Over the last few years, there has been no shortage of hype about the Internet of things. Connected devices are the hot topic of discussion at conferences, in publications and in the news. Nevertheless, the IoT is rocketing into the business world and our lives. These devices—from activity trackers and door locks to beacons and RFID that monitor items as they pass through the supply chain—are emerging as the new normal.
It's easy to focus on the Internet of things as an entity. But the reality is that it is nothing more than a wrapper for nearly all of today's IT. The common denominator is that in a connected world everything eventually gets connected. Right now, it's smartphones, sensors, beacons, RFID chips and various types of machines.

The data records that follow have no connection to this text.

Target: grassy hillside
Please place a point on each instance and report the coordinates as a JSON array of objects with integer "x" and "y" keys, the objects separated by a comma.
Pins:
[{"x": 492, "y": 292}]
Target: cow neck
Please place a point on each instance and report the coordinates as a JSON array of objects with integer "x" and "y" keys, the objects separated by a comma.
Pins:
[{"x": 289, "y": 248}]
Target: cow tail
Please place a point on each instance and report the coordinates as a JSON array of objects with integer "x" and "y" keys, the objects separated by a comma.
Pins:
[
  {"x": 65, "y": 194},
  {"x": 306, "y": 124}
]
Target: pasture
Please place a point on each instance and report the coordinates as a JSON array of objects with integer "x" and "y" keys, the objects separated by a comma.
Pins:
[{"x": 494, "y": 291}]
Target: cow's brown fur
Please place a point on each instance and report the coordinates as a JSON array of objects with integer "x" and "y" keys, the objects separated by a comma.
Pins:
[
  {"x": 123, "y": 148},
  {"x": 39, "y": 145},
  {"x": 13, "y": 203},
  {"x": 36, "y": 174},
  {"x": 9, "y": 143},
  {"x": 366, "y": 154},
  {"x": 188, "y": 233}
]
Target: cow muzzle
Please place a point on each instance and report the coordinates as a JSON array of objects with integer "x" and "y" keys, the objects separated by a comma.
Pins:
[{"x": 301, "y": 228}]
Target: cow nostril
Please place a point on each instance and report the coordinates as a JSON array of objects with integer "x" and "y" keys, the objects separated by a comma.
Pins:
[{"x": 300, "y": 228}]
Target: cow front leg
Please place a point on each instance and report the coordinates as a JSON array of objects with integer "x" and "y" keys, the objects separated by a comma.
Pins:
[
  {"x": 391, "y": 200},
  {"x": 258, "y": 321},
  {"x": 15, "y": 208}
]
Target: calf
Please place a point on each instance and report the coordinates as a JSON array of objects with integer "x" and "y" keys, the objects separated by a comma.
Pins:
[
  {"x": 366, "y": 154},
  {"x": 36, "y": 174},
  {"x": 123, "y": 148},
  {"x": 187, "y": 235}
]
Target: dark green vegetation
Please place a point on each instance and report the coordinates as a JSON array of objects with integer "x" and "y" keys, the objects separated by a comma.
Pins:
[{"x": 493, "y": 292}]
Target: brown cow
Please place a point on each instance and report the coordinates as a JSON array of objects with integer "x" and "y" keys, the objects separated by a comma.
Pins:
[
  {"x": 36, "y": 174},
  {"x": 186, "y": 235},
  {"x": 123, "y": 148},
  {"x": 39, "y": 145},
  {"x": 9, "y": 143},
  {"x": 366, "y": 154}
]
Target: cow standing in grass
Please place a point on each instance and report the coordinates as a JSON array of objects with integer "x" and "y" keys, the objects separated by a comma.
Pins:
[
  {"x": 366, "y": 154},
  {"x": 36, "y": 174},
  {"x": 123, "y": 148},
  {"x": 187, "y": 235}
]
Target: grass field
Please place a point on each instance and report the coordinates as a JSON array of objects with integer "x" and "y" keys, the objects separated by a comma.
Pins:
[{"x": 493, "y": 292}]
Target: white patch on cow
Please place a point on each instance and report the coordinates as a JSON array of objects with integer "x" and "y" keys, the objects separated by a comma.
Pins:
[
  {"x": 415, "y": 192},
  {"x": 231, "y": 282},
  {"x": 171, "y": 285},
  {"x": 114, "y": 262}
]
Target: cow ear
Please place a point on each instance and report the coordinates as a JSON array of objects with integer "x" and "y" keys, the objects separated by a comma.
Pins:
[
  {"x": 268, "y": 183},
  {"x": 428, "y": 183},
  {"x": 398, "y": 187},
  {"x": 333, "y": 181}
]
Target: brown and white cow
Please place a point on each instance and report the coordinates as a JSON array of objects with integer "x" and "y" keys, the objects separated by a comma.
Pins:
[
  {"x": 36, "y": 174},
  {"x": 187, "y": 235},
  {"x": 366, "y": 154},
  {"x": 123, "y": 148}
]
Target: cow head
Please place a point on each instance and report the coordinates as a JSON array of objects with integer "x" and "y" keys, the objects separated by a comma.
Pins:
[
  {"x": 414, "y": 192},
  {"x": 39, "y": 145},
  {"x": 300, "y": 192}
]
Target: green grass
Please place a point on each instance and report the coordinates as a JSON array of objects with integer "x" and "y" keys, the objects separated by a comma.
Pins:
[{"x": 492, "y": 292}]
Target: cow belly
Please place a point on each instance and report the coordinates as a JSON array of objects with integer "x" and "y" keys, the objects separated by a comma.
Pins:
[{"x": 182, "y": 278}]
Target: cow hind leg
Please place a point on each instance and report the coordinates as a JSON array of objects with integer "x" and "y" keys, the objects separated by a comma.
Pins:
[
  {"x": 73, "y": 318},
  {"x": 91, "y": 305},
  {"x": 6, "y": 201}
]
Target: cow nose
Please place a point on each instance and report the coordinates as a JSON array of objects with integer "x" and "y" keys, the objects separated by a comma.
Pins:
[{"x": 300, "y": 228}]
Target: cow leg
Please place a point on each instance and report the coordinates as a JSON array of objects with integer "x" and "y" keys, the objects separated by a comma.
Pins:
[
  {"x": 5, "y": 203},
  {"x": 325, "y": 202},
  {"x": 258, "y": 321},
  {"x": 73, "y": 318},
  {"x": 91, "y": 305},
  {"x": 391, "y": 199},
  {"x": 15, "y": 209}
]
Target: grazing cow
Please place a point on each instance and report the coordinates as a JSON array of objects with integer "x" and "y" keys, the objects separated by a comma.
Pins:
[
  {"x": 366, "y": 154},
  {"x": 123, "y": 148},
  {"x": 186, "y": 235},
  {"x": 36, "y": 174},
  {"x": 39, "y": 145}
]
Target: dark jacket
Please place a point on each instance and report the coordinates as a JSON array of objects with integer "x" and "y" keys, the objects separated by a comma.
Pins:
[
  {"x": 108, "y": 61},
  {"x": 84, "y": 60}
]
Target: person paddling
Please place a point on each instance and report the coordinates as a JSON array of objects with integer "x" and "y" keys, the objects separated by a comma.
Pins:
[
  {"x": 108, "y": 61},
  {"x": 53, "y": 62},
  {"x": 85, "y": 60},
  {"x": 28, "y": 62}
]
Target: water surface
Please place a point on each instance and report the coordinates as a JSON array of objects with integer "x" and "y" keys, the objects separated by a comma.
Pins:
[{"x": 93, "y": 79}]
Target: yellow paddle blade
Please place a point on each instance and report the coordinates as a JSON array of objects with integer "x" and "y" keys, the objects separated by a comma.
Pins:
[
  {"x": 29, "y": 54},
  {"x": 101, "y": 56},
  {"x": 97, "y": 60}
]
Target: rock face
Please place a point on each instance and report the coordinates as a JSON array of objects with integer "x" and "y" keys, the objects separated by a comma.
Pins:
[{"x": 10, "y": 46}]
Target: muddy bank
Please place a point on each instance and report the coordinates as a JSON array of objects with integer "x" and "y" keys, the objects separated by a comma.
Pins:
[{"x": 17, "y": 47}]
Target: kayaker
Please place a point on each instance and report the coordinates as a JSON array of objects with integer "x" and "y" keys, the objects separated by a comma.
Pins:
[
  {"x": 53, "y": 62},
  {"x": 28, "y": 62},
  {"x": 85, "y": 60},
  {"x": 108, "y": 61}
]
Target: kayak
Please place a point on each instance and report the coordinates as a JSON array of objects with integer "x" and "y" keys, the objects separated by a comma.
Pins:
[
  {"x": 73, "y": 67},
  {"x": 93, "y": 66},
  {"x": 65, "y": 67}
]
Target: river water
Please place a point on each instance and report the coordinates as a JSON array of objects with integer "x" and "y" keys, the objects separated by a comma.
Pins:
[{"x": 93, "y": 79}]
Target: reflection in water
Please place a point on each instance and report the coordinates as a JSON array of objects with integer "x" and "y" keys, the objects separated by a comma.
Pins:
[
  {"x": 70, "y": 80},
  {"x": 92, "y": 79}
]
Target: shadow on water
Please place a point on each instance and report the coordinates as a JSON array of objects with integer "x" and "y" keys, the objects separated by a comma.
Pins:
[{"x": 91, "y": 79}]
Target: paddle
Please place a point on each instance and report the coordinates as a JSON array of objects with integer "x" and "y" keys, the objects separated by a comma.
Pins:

Tomorrow, it's drones, 3D printing and next-generation robots that behave in a far more sophisticated and human-like manner.
In addition, expect almost every legacy machine and device to become part of the network—from vehicles to TV sets—and many physical objects to wind up with a sensor or RFID tag so they can become connected. This will generate data volumes that make today's repositories look downright quaint.
The result? "Everyone and everything becomes a data point. Context is everything," said Tony Fross, vice president of digital advisory services at Capgemini Consulting.
Within this rapidly emerging framework, concepts such as agile and DevOps move way beyond being good ideas. They become critical to success. In a real-time business environment, an inability to move quickly, decisively and iteratively is a ball and chain. An inability to innovate on a consistent and ongoing basis is a death knell.
The takeaway? CIOs and other IT leaders must begin to rethink their role and redefine their responsibilities. The IT department is no longer the center of the IT universe; it's just another satellite orbiting the sun. As organizations plug in cloud-based software, systems and databases—including infrastructure-as-a-service (IaaS) and platform-as-a-service (PaaS) offerings—and turn to APIs to connect everything, technology becomes less relevant than the functionality and data it delivers.
This, in turn, puts communication and collaboration under a microscope. It puts greater power in the hands of CMOs, CFOs, COOs, HR directors and others to make important tech-buying decisions. Yet, at the same time, this environment demands a level of strategic insight and oversight that must originate from the CIO’s office.